Corise leaned back on the couch in his cabin, skimming the contents of the preliminary reports that the field office of CSIS agents onboard the Revanche had compiled so far in their investigation of the Pleasure to Fly and its crew. Fyre walked around a foyer carrying a pair of cheap plasticene tumblers. Lucerne wrinkled his nose.


“Is that what I think it is?” scoffed the admiral.


“Oh, come now. You'll always liked it back in the old days, before we were in the service.”


“It was a different service.”


“But it was the same service...well, our service was. Admit it Admiral, being back in the Kashan culture has changed you.”


“I never really fancified myself a Corellian...”


“Nor an Alderaanian or a Kuati,” smiled the other Kashan man, setting the tumbler on the admiral's coffee table, “but that's what Kashan is right? A weird amalgram of those two stifling worlds...”


“Alderaan-”


“...is a dead world,” finished Fyre.


“True,” admitted Corise, setting the datapad down and reaching for the glass, “but it was a pretty decent world before that.”


“Or so your dad says.”


“Decent enough that it shouldn't be seeing their goods made after that world's death,” noted the young Lucerne, “but Euceron...I can't see Euceron being the actual location of the counterfeiting.”

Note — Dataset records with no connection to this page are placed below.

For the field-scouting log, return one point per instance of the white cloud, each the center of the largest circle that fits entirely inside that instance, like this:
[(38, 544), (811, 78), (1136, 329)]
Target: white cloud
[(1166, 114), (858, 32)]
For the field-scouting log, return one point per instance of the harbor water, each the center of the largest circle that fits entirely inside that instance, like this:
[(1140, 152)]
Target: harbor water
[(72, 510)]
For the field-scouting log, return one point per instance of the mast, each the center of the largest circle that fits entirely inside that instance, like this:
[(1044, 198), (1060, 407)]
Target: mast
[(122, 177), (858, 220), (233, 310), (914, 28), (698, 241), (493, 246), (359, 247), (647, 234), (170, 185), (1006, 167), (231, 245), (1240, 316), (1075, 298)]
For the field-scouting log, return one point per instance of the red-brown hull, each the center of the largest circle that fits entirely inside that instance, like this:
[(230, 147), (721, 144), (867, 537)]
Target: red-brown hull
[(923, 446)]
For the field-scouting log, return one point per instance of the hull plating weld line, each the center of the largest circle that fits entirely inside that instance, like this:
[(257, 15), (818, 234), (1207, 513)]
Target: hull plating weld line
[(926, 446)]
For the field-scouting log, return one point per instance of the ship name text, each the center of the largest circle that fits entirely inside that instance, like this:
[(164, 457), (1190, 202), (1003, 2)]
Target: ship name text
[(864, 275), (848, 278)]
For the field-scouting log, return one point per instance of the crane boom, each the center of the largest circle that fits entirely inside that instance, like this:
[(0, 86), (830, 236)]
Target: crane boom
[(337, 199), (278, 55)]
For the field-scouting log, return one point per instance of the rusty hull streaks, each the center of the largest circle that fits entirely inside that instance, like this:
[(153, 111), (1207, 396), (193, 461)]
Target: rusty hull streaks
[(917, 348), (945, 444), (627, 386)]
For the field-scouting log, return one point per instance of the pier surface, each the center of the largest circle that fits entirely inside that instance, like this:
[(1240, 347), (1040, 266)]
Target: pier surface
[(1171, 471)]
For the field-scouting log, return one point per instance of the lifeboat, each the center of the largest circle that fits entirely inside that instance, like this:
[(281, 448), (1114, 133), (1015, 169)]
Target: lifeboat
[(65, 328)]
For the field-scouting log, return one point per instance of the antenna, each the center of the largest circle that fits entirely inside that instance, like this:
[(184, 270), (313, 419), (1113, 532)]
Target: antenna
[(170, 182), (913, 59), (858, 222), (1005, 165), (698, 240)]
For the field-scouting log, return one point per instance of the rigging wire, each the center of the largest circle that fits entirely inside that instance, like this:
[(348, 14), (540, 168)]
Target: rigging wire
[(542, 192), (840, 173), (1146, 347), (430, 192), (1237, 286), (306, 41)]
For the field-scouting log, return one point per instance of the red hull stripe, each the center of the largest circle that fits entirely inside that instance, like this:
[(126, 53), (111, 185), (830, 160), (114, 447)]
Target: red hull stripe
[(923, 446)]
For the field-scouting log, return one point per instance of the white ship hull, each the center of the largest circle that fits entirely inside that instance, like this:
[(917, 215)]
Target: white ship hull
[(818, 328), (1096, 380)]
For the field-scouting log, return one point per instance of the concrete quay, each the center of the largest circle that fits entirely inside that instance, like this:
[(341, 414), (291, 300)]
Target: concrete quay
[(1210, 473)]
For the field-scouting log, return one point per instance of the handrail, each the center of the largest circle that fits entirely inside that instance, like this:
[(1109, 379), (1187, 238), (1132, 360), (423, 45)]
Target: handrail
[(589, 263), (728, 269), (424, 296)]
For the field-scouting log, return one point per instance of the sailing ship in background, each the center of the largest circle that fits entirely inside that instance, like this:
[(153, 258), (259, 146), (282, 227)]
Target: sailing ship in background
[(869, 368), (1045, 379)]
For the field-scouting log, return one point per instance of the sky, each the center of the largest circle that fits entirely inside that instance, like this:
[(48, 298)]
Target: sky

“Not while we were there decades ago,” noted Fyre, picking up the datapad, “whose in charge there now anyways?”


“General Sen.”


“He got promoted?”


“Apparently,” mused Lucerne, “which should make for some interesting talks about old times.”


“But how? How did he ever get past our incident there?”


Corise shrugged, “Well, it was decades ago. I suppose it's time to find out, before I get more messages about the counterfeiting.”


“You're not telling me something. What?”


“What do you mean what?”


Captain Fyre glanced at a picture on the datapad of the fake Alderaanian brandy, “We're really going to devote an entire battleship to find a couple of alcohol counterfeiters...”


“It's not just alcohol. You name it, they've faked it. Fyre, they're faking bacta and slapping Zaltin's bacta label on it...”


“Oh...that'd do it. Zaltin's behind this then?”


Corise nodded and took a sip of the liquid. Zaltin had come along with Stellar Enterprises bringing the Confederate capitol world to the way it was today. While still not close to Thyferra in terms of bacta production, the reinstated Zaltin Corporation had managed to turn out a modest surplus of bacta to sell on the galactic market, where it was highly valued, simply because there were few other worlds out there producing bacta, especially not under Imperial control. Wincing, the confederate admiral set the plasticene vessel down.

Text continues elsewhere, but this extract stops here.